“您好,我是旗木卡卡西。绫乃的丈夫。没有提前来拜访,是我的错。请您原谅。”
女人愣住了,她想骂两句,看着这个银发男人九十度鞠躬的背影,骂人的话堵在喉咙里,怎么都出不来。她看了一眼绫乃,绫乃哭得一抽一抽的。女人叹了口气,“先进来吧,站在门口像什么话。”

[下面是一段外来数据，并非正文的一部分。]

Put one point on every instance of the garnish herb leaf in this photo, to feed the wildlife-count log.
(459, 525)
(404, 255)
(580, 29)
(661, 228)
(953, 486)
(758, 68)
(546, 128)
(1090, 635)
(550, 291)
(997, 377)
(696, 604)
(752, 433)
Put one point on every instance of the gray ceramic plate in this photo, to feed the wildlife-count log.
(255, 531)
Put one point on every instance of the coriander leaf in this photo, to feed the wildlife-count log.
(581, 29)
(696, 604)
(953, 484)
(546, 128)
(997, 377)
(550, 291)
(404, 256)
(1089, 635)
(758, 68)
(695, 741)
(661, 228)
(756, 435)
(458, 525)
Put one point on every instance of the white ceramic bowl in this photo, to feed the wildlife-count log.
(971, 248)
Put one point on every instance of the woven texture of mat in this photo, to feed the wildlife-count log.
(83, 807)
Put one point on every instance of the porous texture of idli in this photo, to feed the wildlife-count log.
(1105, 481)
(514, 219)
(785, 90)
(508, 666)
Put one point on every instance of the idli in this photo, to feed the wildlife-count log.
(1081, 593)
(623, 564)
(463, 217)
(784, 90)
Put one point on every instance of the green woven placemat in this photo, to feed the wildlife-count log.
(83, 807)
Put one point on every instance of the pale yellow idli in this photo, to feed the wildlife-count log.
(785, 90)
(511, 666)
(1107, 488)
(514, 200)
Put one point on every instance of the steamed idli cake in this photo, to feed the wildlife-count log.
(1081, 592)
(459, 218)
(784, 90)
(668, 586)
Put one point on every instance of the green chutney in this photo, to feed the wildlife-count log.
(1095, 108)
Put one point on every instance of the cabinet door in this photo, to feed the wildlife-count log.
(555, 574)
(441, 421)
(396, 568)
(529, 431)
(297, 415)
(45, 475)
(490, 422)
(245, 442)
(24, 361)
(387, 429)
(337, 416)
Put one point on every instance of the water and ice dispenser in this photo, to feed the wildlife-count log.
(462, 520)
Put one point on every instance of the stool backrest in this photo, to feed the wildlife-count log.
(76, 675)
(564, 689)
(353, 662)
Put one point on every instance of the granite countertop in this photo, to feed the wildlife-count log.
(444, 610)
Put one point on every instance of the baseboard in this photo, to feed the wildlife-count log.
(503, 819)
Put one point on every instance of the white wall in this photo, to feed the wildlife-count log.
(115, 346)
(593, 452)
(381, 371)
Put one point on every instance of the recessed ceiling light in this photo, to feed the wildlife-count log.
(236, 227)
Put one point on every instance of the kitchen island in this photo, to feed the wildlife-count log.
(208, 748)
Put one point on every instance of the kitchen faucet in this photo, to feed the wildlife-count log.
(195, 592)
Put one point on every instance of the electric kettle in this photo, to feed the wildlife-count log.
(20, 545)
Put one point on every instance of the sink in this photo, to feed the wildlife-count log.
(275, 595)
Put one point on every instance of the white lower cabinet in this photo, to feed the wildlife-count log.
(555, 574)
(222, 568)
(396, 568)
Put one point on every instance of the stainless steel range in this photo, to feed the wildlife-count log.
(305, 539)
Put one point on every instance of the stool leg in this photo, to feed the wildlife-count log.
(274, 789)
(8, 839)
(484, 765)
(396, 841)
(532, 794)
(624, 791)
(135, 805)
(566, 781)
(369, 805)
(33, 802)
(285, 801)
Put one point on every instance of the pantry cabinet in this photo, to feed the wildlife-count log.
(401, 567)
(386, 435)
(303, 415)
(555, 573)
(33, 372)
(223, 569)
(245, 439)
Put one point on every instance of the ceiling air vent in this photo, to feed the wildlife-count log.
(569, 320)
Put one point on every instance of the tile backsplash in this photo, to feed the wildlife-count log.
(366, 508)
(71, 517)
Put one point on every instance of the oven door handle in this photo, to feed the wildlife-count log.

绫乃擦了擦眼泪,拉着卡卡西走进屋里。走廊尽头是客厅,一个中年男人正坐在矮桌旁看报纸。他穿着一件深蓝色的家居服,头发花白了一半,戴着一副老花镜,表情严肃。
“绫乃?”他放下报纸,看着女儿。
绫乃走过去在他对面坐下。“爸,我回来了。”
男人的目光越过绫乃,落在卡卡西身上。卡卡西也走过去,在他对面坐下,腰背挺得笔直。
“爸,他是……”绫乃攥着手指。
卡卡西开口了。“您好,我是旗木卡卡西。绫乃的丈夫。”
男人的表情没有变化。他摘下老花镜,放在桌上,“什么时候结的婚?”
“上个月。”绫乃的声音小得像蚊子,“十八号。”
男人没有说话。他看着卡卡西,卡卡西也看着他。两个人对视了足足有半分钟。
“旗木卡卡西。”男人念了一遍这个名字,“木叶的六代目火影?”
“是。”
“比我女儿大多少?”
“……”这个尖锐的问题一出,卡卡西沉默了。
绫乃连忙开口,“爸——”
“你闭嘴。”男人打断她,眼睛还是盯着卡卡西,“我问你。”
卡卡西沉默了一下。“十四岁。我比绫乃大十四岁。”
男人没有说话。他重新拿起老花镜戴上,又摘下来,放在桌上。他站起来,走到窗边,背对着他们。“你知不知道,她是我女儿。从小到大,我没让她受过委屈。你比我女儿大这么多,又是火影,工作忙,应酬多。你拿什么保证让她幸福?”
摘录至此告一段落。